Salmon is an excellent source of omega-3s, but do consumers understand enough about the amounts of EPA and DHA found in salmon and the recommended levels in our diets? IFFO’s latest video helps answer this, focusing on the crucial role of omega-3s in salmon feed, especially EPA and DHA, and the changes in levels used.
Salmon have a very limited ability to make EPA and DHA. The concentration of EPA and DHA in their flesh is directly linked to their diet, which in the wild is rich in fish oil.
Farmed salmon feed used to contain 100 per cent fish oil, rich in EPA and DHA, but supplies of sustainable fish oil are limited. As salmon farming grows, more and more feed is required but the levels of available fish oil remain unchanged.

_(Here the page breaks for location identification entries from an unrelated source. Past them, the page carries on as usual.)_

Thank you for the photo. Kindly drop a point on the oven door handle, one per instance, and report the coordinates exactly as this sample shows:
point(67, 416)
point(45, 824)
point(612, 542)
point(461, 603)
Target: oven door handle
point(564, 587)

The amount of fish oil used in feed is therefore decreasing and is now supplemented with an increasing percentage of vegetable oil, resulting in lower levels of EPA and DHA in salmon. Consumers need to be aware of the varying levels of EPA and DHA in salmon and ensure that they eat enough to reach the recommended intake levels of 250 mg per day, as recommended by the WHO.
"In making this video, we hope that both retailers and consumers look closely at the nutritional content of the salmon that we eat. As an industry, it is important to ensure that nutritional levels in farmed fish are clearly communicated to consumers," said Andrew Mallison, Director General, IFFO.